3. Sugar. One study found that added sugars consumed by American adults increased by more than 30%, from 228 calories per day in 1977 to 300 calories in 2009-2010. This is a problem for our waistlines because sugar is full of empty calories and triggers hormonal issues that lead to inflammation. When your body is inflamed, it tends to hold on to extra weight and gives you all sorts of aches and pains that make working out harder.
While you may not think you eat too much sugar, you may be surprised at how much is hidden in processed foods. Even if it doesn’t taste sweet, your food could still be loaded with sugar. The easiest way to avoid sugar is to limit your consumption of processed and packaged foods.
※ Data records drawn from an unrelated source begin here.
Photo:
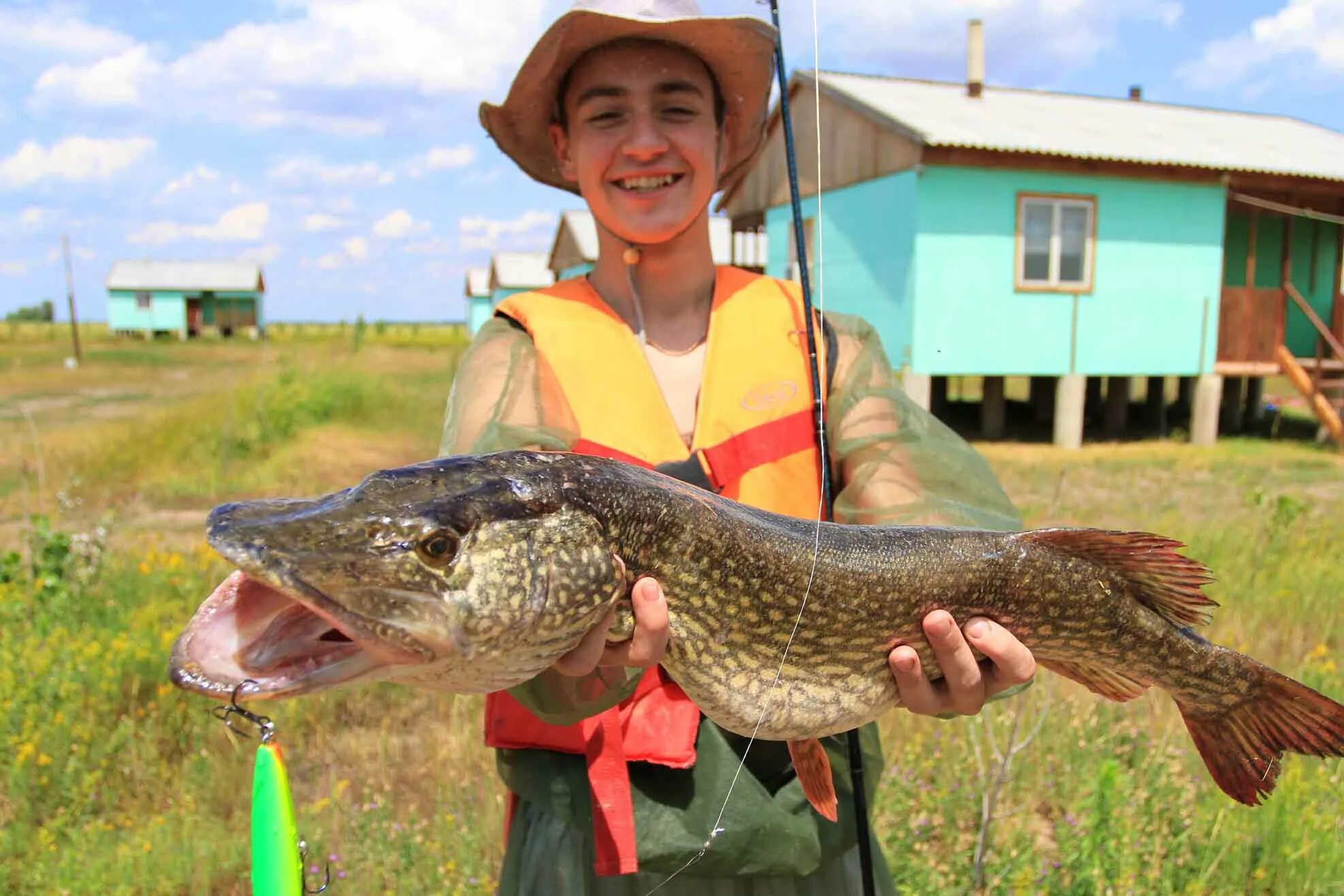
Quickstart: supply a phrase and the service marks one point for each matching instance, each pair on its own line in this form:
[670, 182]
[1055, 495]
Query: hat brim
[740, 52]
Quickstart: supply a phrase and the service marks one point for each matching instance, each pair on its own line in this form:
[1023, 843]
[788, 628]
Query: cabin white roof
[521, 270]
[194, 276]
[1101, 128]
[478, 281]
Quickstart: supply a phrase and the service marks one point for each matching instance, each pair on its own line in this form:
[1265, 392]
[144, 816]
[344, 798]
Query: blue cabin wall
[1156, 278]
[167, 312]
[867, 241]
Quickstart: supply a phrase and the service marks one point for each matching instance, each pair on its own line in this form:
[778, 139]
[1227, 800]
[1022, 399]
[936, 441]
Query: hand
[643, 649]
[966, 684]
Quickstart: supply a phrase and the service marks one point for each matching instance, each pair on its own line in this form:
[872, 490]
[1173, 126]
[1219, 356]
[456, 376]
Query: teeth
[646, 183]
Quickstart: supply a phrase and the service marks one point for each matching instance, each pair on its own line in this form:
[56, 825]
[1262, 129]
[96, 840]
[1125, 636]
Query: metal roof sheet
[1102, 128]
[216, 276]
[521, 270]
[478, 281]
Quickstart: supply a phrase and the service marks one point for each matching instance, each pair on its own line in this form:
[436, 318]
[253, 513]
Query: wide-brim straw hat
[738, 50]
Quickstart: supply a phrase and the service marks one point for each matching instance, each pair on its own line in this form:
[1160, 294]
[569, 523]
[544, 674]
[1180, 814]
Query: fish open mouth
[286, 644]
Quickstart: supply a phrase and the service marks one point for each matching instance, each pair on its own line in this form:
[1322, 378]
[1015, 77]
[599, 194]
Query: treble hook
[303, 860]
[264, 723]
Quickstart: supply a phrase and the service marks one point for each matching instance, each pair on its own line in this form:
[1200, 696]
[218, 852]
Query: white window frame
[1057, 202]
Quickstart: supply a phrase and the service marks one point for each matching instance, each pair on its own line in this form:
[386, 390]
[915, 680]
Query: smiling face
[642, 139]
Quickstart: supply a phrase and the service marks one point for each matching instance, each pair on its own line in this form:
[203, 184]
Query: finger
[917, 692]
[584, 659]
[651, 635]
[960, 671]
[1010, 660]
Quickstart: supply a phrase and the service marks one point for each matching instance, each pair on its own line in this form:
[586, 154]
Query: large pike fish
[474, 574]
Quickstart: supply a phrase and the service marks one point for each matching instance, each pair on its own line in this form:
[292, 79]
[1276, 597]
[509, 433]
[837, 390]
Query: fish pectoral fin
[813, 769]
[1100, 680]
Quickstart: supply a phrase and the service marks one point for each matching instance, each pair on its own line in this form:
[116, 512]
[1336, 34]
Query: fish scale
[536, 548]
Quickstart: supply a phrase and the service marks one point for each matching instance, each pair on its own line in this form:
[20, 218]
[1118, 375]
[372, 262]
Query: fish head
[465, 574]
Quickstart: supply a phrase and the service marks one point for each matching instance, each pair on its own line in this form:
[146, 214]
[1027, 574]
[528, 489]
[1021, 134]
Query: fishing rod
[860, 798]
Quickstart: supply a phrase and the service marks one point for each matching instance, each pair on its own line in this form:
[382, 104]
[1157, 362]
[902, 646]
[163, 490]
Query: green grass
[118, 784]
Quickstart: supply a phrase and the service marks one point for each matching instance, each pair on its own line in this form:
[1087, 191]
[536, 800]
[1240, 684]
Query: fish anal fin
[1243, 744]
[1164, 580]
[1100, 680]
[813, 769]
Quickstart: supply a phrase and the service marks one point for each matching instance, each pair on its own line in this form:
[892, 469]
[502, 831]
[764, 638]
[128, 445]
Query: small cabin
[1089, 244]
[187, 299]
[479, 305]
[576, 245]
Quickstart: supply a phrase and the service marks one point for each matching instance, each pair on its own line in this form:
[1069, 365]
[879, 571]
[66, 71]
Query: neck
[675, 281]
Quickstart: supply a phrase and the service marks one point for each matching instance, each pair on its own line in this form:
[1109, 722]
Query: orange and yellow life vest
[753, 441]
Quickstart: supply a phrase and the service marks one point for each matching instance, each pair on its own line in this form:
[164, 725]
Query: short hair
[561, 117]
Focus instead on fruits, vegetables, and whole grains. If you do eat packaged foods, become a sugar detective: Check nutrition labels for corn syrup, glucose, invert sugar, lactose and fructose. If you see any of these words on the package, look for another brand or option with less or no sugar.
4. Nuts. Nuts are loaded with fiber and healthy fats. Due to their healthy reputation, you might be tempted to make them your go-to snack. But they are also very high in calories. And while nuts are fine to snack on, you should limit your portions. There are about 200 calories in ¼ cup of almonds (about a handful). Grabbing handful after handful can really add up quickly. So if you want to eat nuts without gaining weight, simply portion them out.
A healthy diet and an effective workout complement one another. If you want to see results, whether it’s to lose weight or gain muscle mass, your diet has to be dialed in. Ideally, to support a good workout you want a diet based on whole foods in their most natural form. These foods won’t trigger inflammation or dehydration and will give you the energy you need for tough training sessions.